MEANING: Gnome from Sasayama
PERIOD: Early Cretaceous
CONTINENT: Asia
Sasayamagnomus represents the easternmost fossil record of a ceratopsian discovered in Asia. Its discovery shed some light on how early neoceratopsians migrated from Asia to North America via the Bering land bridge during the Early Cretaceous. Like all early neoceratopsians, Sasayamagnomus was a small bipedal herbivore.
Abstract from paper: The herbivorous dinosaur clade Ceratopsia flourished in the northern hemisphere during the Late Jurassic to Late Cretaceous. Previous palaeobiogeographic studies have suggested that their initial diversification occurred in Asia, with early-branching neoceratopsians extending their geographical range to North America sometime during the Barremian to Albian. However, the specific timing and mode of their dispersal from Asia to North America remains unknown. Here we describe a new, early-branching neoceratopsian, Sasayamagnomus saegusai gen. et sp. nov., from the Albian Ohyamashimo Formation in southwestern Japan, representing the easternmost fossil record of ceratopsians in Asia. Sasayamagnomus exhibits three diagnostic features in the jugal, squamosal and coracoid, respectively, and also has a unique combination of characters in the lacrimal. Our phylogenetic analysis indicates that Sasayamagnomus forms a clade with Aquilops americanus, one of the earliest neoceratopsians from North America, followed by the sister taxon Auroraceratops rugosus from China. The present time-calibrated phylogenetic tree indicates that the immigration of neoceratopsians from Asia to North America occurred during the latest Aptian or early Albian, refining the previously suggested timeframe. This aligns with fragmentary neoceratopsian fossil records from the Lower Cretaceous of North America and the initial formation of the Bering land bridge. Furthermore, the simultaneous occurrence of global warming (which enabled the development of extensive forests in the Arctic region) and the emergence of the Bering land bridge during the Aptian–Albian, probably played a crucial role in facilitating the immigration of neoceratopsians from Asia to North America.
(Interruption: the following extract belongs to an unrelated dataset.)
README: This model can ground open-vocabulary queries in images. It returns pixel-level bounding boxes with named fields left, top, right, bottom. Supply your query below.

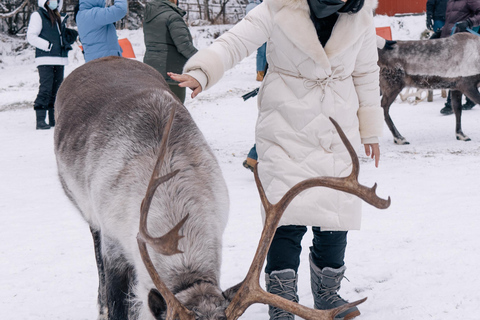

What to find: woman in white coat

Sasayamagnomus is from the Cretaceous. The Cretaceous is a geological period that lasted from about 145 to 66 million years ago. It is the third and final period of the Mesozoic Era, as well as the longest. At around 79 million years, it is the longest geological period of the entire Phanerozoic. The name is derived from the Latin creta, "chalk", which is abundant in the latter half of the period.
The Cretaceous was a period with a relatively warm climate, resulting in high eustatic sea levels that created numerous shallow inland seas. These oceans and seas were populated with now-extinct flora and fauna, while dinosaurs continued to dominate on land. The world was ice free, and forests extended to the poles. During this time, new groups of mammals and birds appeared. During the Early Cretaceous, flowering plants appeared and began to rapidly diversify, becoming the dominant group of plants across the Earth by the end of the Cretaceous, coincident with the decline and extinction of previously widespread gymnosperm groups.
The Cretaceous (along with the Mesozoic) ended with the Cretaceous–Paleogene extinction event, a large mass extinction in which many groups, including non-avian dinosaurs, pterosaurs, and large marine reptiles, died out. The end of the Cretaceous is defined by the abrupt Cretaceous–Paleogene boundary (K–Pg boundary), a geologic signature associated with the mass extinction that lies between the Mesozoic and Cenozoic Eras.
Sasayamagnomus is a neoceratopsian. Neoceratopsia is a group of herbivorous, beaked dinosaurs that thrived in what are now North America, Europe, and Asia. They primarily flourished during the Cretaceous Period, although ancestral forms lived earlier, in the Late Jurassic. Neoceratopsians lived until the Cretaceous–Paleogene extinction event, 66 million years ago, when they went extinct along with the other non-avian dinosaurs.
Early members of the group were small bipedal animals. Later members became very large quadrupeds and developed elaborate facial horns and frills extending over the neck. While these frills might have served to protect the vulnerable neck from predators, they may also have been used for display or thermoregulation. Neoceratopsians ranged in size from 1 meter and 23 kilograms to over 9 meters and 9,100 kilograms.